Cloud, cloud, and more cloud. It's being talking about so often you almost can't avoid it but be careful as sometimes the marketing says one thing and then the reality does not live up to the hype!
Back in October, we started explaining the reasons of why you really should NOT consider this a viable path (at least not today). Today, I will expand a few more thoughts and build upon some things that you don't know until you are "in it".
Costing
It all sounds great when you can fire up a virtual machine or "cloud instance" for what seems like lunch money. However, what you don't get is everything is billable as part of the "nickle and dime" show. That means if you had a busy day or you needed more resources unexpectedly the bill can really catch you by surprise.
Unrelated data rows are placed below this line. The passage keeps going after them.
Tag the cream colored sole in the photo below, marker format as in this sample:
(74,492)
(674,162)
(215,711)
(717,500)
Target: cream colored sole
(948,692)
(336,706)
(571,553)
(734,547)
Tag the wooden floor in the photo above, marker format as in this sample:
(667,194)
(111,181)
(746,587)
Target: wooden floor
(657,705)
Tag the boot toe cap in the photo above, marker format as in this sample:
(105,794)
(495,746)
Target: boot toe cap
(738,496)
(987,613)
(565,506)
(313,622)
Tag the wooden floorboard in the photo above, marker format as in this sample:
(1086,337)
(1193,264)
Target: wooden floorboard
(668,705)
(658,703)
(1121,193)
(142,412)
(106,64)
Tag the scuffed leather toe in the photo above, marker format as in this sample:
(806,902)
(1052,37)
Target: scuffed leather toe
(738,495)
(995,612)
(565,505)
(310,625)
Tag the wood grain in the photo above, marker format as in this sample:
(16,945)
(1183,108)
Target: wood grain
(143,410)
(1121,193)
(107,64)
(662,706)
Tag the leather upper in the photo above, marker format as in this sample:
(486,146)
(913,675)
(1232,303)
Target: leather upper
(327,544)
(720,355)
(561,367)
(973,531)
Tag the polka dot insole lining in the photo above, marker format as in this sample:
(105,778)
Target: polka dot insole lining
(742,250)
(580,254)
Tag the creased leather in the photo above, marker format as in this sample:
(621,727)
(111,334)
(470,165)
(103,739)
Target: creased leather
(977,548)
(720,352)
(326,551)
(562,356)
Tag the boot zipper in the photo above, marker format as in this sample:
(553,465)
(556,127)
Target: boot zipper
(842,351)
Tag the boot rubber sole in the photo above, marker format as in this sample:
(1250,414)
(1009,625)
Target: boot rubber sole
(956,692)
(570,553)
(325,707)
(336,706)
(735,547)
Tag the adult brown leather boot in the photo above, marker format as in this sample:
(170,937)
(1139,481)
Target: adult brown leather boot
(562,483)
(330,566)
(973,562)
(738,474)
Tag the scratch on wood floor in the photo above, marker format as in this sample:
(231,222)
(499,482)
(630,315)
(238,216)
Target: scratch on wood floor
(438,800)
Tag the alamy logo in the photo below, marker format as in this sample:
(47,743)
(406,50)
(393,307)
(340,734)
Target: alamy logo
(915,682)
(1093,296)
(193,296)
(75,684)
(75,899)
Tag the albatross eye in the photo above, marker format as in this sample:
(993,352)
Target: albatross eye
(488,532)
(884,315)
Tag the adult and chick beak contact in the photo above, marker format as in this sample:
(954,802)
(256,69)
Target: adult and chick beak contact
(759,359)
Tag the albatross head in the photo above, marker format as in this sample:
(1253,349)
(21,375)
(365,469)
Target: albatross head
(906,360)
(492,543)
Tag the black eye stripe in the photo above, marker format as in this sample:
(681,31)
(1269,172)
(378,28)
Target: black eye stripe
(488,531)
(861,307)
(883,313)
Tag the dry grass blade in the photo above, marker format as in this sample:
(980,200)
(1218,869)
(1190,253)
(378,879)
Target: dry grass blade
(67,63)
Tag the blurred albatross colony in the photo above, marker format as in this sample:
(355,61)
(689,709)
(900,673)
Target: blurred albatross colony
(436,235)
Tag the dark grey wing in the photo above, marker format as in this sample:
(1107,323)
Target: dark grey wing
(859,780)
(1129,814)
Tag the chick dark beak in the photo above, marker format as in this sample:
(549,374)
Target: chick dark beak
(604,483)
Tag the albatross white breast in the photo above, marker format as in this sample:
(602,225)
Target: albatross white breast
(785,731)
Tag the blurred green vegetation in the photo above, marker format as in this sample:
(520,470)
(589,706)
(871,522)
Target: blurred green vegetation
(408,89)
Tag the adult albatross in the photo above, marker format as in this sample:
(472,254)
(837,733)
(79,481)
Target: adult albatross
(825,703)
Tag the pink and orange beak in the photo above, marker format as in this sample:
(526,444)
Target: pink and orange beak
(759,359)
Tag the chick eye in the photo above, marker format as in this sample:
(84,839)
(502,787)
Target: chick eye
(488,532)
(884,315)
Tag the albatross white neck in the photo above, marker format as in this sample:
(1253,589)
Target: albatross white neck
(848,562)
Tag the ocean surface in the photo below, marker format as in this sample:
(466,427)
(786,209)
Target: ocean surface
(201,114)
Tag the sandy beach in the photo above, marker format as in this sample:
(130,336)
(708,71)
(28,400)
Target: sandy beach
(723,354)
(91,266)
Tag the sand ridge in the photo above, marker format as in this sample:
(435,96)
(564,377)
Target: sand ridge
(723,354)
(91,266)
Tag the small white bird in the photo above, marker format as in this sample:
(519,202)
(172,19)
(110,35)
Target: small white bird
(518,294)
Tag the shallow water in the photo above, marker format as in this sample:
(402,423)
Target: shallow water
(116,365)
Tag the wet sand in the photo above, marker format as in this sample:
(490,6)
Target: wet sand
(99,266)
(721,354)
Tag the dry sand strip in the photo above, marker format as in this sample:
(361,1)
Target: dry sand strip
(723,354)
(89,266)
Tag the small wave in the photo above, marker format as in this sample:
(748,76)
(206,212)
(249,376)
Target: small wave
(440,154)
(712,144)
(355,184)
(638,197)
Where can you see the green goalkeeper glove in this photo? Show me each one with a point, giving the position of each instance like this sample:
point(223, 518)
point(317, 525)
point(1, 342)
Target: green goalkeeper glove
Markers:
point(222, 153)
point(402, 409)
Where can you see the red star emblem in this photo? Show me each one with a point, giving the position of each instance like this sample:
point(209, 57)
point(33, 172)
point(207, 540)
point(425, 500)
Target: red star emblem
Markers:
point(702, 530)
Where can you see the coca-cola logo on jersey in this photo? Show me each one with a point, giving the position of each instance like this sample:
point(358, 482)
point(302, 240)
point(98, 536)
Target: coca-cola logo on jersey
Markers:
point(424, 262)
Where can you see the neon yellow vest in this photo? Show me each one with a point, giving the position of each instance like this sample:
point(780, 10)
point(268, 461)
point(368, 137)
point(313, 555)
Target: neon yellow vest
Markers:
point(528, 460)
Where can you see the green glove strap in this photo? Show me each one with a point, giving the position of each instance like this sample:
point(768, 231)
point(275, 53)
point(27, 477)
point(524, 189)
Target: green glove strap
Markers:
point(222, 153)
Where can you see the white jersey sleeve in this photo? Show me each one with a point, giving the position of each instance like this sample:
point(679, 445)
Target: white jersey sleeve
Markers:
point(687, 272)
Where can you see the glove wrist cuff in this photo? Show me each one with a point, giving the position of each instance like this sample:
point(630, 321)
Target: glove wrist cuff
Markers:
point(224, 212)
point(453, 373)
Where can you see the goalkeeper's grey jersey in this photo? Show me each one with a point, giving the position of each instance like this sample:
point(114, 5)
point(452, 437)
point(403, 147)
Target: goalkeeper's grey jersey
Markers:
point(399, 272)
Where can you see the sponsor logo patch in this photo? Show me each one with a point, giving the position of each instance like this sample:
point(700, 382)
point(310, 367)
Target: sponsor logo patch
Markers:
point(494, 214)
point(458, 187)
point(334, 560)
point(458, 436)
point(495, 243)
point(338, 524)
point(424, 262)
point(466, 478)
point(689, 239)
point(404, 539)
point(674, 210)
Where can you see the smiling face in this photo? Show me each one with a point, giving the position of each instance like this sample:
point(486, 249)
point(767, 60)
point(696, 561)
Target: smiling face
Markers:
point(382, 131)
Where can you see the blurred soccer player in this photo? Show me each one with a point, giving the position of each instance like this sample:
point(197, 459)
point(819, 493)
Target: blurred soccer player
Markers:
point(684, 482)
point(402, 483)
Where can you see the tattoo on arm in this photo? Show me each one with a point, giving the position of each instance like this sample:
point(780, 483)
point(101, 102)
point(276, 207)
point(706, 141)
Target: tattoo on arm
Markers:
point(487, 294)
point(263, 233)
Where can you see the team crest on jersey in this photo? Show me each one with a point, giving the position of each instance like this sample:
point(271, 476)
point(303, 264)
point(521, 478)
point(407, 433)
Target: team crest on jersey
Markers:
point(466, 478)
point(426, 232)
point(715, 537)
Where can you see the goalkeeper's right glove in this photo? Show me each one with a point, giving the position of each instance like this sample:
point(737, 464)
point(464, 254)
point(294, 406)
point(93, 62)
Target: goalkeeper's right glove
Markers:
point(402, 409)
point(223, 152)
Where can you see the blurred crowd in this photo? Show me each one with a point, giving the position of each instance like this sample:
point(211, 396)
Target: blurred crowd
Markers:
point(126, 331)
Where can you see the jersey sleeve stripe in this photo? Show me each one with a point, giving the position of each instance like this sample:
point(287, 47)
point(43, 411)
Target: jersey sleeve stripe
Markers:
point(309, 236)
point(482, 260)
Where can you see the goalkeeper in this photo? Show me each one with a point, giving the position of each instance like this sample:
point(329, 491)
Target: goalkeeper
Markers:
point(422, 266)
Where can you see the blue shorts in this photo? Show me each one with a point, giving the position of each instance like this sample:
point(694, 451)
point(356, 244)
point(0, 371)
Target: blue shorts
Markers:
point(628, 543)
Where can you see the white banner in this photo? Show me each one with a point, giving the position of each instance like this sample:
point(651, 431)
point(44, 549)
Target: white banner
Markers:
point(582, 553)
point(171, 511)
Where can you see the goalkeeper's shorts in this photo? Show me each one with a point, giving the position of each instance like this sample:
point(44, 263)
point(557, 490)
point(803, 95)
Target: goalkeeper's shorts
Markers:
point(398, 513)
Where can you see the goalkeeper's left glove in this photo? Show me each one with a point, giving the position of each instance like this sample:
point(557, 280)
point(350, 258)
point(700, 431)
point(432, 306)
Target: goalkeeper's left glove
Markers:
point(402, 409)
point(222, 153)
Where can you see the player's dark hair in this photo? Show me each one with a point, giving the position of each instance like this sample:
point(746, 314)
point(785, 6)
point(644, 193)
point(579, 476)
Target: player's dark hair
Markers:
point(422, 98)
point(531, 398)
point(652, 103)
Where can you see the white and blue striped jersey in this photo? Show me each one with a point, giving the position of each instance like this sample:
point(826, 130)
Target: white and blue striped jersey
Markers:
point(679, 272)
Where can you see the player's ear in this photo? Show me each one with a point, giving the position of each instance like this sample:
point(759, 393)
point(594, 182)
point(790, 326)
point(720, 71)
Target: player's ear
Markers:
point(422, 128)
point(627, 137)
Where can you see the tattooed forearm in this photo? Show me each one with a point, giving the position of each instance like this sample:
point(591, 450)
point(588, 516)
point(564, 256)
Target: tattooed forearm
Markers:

The other thing you don't consider is bandwidth is not "included". Everything takes "juice" and it isn't just when a call comes through. Phone registrations occur every couple of minutes on every device, presence changes, logging into the the system to make changes, basically any move you make on top of and including the core functions of the system "making and receiving calls" will rack up your bill. I don't know about you but I want to know what my costing is going to be especially when I quote my customer a price and don't want to be under water unexpectedly.
Redundancy
Just because you put something in the cloud does NOT mean it's automatically backed up. That is a common mistake when someone moves to the "cloud." It costs extra to backup your environments and it cost even more to have a "warm spare" or require high availability in other regions within the cloud provider's network. When you actually find out what the costing is for some of these options some people tend to "roll the dice" and hope there isn't going to be a problem but let's not be fooled putting a system in with no backup is like driving without insurance you as ASKING FOR IT!
Security
We just went through the largest DDoS attack in internet history back in October when Linux based devices on the public internet were hijacked and then used to take down some of the largest recognizable names online. Just because you put something in the cloud does NOT mean it's secure. But wait what about all the compliance the cloud provider advertises? Just because the cloud provider says it can be secure does NOT mean the way you are doing it is secure. Would you put devices or systems that are on-prem online without a firewall or would you just put it on the public internet with NO protection? Some would say for Windows systems no but for Linux systems they are "more secure". That is a fallacy and October's DDoS attack proves that Linux systems are just as problematic when it comes to security.